1. Field of the Invention
The present invention relates generally to the manufacture and use of novel honeycomb articles.
2. Technical Background
The desire for faster, more powerful integrated circuits has led to rapid development of advanced ultraviolet photolithographic methods. The performance of an integrated circuit increases as the feature size decreases; hence, a decrease in feature size allows more circuitry to be put on a chip of a given size, and reduces the power needed for operation. The feature sizes obtainable in a photolithographic process depend on the wavelength of radiation used in the exposure step; shorter wavelengths enable smaller feature sizes. As such, there has been a trend toward shorter wavelengths in photolithographic processes.

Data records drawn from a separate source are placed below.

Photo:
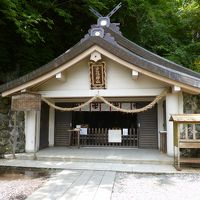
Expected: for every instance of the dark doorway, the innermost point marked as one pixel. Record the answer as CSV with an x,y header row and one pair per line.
x,y
44,126
98,125
104,119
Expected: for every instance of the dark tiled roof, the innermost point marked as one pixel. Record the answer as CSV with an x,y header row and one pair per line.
x,y
121,47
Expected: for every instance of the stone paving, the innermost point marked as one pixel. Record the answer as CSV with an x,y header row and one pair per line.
x,y
77,184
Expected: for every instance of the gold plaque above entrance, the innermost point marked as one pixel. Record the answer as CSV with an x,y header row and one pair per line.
x,y
97,75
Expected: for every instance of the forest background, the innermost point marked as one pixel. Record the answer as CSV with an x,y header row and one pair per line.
x,y
33,32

Currently, photolithography systems based on wavelengths as low as 193 nm and 157 nm are being developed for commercial use.
In order to further decrease the minimum feature size obtainable in photolithographic processes, it has been suggested to use extreme ultraviolet (EUV) radiation, for example, having a wavelength of about 13 nm. The use of EW radiation in photolithography, while greatly reducing feature size, forces a radical departure in design from currently used photolithographic apparati. First, no practical materials are sufficiently transparent to EUV radiation to be used as windows, lenses or photomasks. As such, any manipulation of the radiation must be performed using reflection. Mirrors constructed from alternating layers of molybdenum and silicon have been used as reflecting focusing mirrors, collimators, and photomasks in EUV apparati.
Further, EUV sources tend to be rather dirty. In one conventional EUV source, a high energy laser is used to heat an object, which functions as a source of secondary emission of mainly shortwave radiation. This process releases undesirable particles and atoms, forming debris in the apparatus. The debris, known generally herein as “soot,” can deposit on the mirrors and on the photomask, wreaking havoc with the necessarily precise optical system of the EUV apparatus. Since there currently exists no suitable window material for EUV radiation, the design of a device to catch the particulate matter while transmitting the EUV radiation is not trivial. One suggestion for an EUV soot filter is described in international patent application publication WO 99/42904, which is incorporated herein by reference. The apparatus described therein is placed between the EUV source and optical system, and has a plurality of foils or plates arranged in a direction radial from the EUV source. The position of the plates allows any EUV radiation propagating directionally from the EUV source to the optical system to be transmitted, but will catch the randomly diffusing soot. The filter is assembled from a plurality of copper plates; such a filter would be difficult to assemble, especially as the desired size of the filter increases. It would be desirable to have an EUV soot filter that is simple to fabricate and easily adaptable to a number of EUV source geometries.